Ainsi dit, ainsi fait ; je tins scrupuleusement ma promesse. Le colonel Frédéric et mon cher capitaine Renard eurent chacun un rognon. Tout fut partagé en famille.

Vers le soir, on apprit que les grenadiers à cheval avaient été à la maraude, sur l’ordre de l’empereur, et qu’ils avaient rapporté des pommes de terre. La distribution nous en fut faite ; nous en eûmes vingt par ordinaire de dix-huit hommes. On peut juger par là de notre pénurie.

Après deux jours de repos, l’empereur fit appeler le comte Dorsenne et lui dit : Tu vas partir avec ma garde à pied et rentrer à Varsovie. Mais il ne faut pas suivre le même chemin, tu perdrais tous mes vieux grognards. Voilà la carte, cherche ta route et fais-moi ton rapport sur ce qui adviendra.

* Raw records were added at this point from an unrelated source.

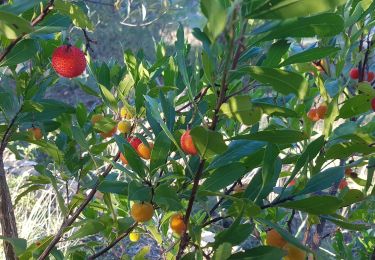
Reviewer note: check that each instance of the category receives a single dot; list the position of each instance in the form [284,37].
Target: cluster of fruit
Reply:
[317,113]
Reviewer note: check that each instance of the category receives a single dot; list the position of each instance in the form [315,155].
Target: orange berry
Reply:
[321,111]
[142,212]
[274,239]
[109,134]
[343,183]
[96,118]
[123,159]
[36,133]
[313,115]
[294,253]
[177,224]
[187,144]
[144,151]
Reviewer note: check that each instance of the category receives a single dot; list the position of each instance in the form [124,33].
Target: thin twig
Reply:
[37,20]
[118,239]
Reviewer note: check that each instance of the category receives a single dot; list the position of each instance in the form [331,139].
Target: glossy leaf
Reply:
[207,142]
[282,81]
[282,136]
[241,109]
[314,205]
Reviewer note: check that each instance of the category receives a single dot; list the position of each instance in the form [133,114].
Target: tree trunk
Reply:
[7,219]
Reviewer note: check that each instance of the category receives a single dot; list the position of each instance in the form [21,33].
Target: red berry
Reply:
[354,74]
[370,76]
[68,61]
[134,142]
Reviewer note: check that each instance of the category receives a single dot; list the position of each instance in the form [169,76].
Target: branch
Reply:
[118,239]
[34,22]
[70,221]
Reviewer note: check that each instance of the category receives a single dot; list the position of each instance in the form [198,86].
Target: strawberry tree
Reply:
[267,126]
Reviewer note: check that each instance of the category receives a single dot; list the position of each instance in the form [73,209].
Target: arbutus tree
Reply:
[270,125]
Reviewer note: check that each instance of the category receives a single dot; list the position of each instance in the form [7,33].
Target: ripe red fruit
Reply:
[134,142]
[68,61]
[370,76]
[187,143]
[354,73]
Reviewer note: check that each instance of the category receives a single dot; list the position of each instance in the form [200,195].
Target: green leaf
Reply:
[323,25]
[275,53]
[236,151]
[274,110]
[345,224]
[77,15]
[208,143]
[241,109]
[314,205]
[88,227]
[13,26]
[259,253]
[235,234]
[108,97]
[139,192]
[283,9]
[355,106]
[280,136]
[216,17]
[323,180]
[223,252]
[160,151]
[310,55]
[346,149]
[166,197]
[141,255]
[19,244]
[23,51]
[135,162]
[282,81]
[224,176]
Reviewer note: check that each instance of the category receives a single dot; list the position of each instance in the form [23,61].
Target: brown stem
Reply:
[34,22]
[70,221]
[118,239]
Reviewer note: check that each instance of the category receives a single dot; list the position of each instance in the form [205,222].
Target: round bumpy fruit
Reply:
[354,73]
[36,133]
[177,224]
[68,61]
[321,111]
[125,113]
[370,76]
[134,237]
[142,212]
[124,127]
[274,239]
[134,142]
[145,151]
[294,253]
[123,159]
[313,115]
[187,143]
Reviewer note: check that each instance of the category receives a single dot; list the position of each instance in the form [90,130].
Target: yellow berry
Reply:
[124,127]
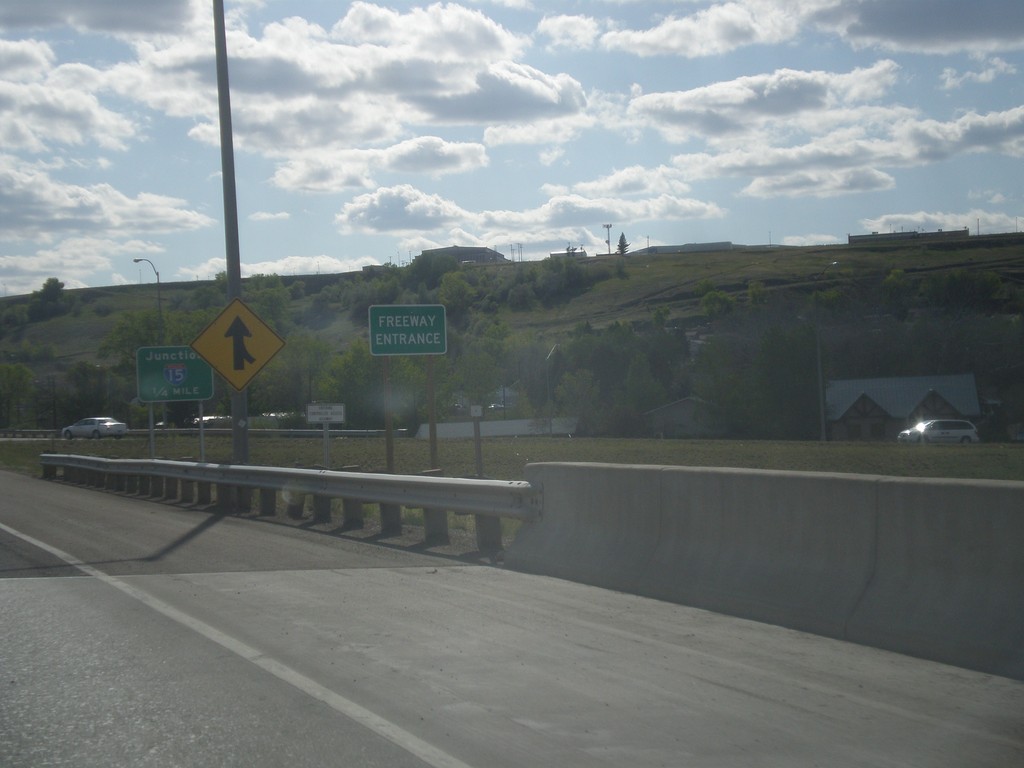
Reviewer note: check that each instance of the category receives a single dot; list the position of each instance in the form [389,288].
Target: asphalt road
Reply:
[135,633]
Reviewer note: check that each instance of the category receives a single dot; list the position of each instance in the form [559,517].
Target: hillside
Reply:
[639,285]
[627,330]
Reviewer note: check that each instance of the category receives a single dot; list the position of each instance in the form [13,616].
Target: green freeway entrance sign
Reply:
[408,329]
[172,374]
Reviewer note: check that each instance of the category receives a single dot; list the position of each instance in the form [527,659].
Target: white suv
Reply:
[940,430]
[96,427]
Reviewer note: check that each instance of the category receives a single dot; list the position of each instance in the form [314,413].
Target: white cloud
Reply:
[952,79]
[35,206]
[568,33]
[934,27]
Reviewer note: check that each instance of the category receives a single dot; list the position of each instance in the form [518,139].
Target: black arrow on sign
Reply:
[238,332]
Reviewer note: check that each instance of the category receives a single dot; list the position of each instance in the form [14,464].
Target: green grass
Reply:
[506,458]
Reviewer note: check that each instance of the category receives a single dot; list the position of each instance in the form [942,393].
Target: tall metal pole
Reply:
[160,303]
[240,402]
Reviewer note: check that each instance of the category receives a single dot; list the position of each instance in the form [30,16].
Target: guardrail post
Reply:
[267,502]
[204,493]
[244,500]
[351,514]
[322,509]
[296,505]
[435,520]
[488,532]
[390,519]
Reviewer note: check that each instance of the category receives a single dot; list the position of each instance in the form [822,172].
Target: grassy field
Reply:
[506,458]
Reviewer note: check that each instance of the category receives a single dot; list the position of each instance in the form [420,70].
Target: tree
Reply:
[47,301]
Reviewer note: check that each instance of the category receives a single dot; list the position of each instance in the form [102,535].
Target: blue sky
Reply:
[366,132]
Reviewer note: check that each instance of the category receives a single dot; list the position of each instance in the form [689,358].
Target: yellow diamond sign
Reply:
[238,344]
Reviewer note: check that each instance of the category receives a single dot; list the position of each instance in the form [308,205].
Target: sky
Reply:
[366,132]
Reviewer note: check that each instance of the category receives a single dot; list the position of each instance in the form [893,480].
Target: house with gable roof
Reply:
[880,409]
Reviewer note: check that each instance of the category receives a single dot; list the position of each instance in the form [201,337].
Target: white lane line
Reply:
[397,735]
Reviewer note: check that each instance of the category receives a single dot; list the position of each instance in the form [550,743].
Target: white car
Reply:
[940,430]
[95,427]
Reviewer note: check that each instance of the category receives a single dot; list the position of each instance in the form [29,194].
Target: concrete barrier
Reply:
[933,568]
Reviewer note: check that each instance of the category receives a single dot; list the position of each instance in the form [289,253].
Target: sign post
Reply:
[326,414]
[172,375]
[238,344]
[409,329]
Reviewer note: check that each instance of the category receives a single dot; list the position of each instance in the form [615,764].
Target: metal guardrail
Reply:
[487,500]
[10,432]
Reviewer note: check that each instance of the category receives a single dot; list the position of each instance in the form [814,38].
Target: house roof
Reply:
[899,397]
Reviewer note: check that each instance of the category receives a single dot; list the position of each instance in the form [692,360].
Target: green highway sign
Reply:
[408,329]
[172,374]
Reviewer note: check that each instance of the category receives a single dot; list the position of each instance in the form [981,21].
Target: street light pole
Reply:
[822,431]
[160,306]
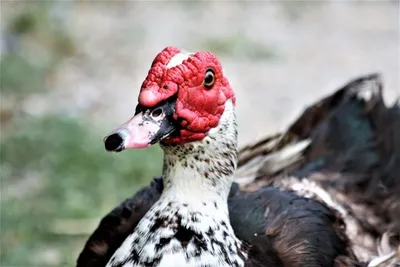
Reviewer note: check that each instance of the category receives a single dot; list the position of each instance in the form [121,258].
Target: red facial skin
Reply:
[198,107]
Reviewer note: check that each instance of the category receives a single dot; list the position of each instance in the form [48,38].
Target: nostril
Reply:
[114,142]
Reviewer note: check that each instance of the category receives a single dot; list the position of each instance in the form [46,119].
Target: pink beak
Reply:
[138,132]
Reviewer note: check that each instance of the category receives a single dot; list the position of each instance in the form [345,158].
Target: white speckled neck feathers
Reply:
[189,225]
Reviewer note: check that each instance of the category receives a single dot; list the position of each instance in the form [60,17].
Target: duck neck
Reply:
[201,173]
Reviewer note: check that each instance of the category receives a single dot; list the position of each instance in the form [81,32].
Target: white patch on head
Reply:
[178,59]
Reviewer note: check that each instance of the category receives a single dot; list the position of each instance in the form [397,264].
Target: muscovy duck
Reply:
[194,215]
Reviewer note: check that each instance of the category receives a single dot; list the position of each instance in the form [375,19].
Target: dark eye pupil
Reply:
[157,112]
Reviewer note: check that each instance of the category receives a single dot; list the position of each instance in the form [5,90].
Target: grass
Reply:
[57,180]
[74,179]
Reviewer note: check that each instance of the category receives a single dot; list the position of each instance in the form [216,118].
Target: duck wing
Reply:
[116,226]
[288,230]
[343,152]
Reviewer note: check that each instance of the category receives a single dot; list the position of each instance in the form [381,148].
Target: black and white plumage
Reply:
[195,216]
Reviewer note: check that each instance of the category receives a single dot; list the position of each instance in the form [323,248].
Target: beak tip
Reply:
[114,143]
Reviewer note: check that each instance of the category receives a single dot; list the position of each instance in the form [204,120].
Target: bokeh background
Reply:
[71,70]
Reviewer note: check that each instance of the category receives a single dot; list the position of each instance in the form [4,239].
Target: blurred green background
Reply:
[70,72]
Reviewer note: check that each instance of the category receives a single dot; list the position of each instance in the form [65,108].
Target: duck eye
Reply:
[209,79]
[156,113]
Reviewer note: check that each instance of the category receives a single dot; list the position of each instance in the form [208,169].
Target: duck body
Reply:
[195,214]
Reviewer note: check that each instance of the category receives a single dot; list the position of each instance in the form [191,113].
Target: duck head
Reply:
[182,98]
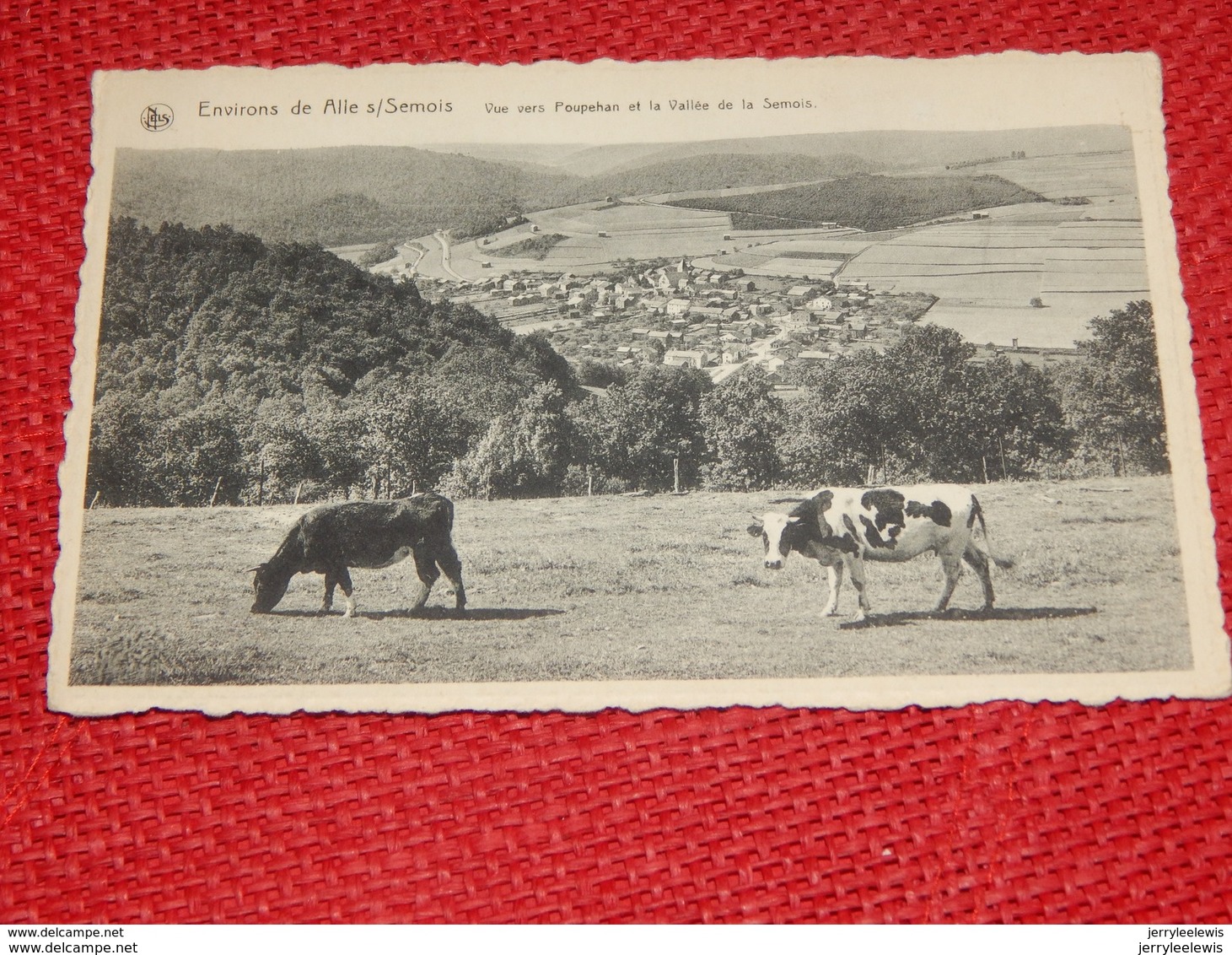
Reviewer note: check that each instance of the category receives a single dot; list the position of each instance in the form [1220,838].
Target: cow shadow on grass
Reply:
[432,612]
[903,618]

Nous partîmes dès le lendemain. Autant que possible nous allions d’un bois à l’autre ; car, dans les bois, marchant sur la mousse, on n’enfonçait guère. Malheureusement il fallait par fois en sortir, et dès que nous entrions dans les terres, nous enfoncions d’une facon déplorable. C’était comme un mortier.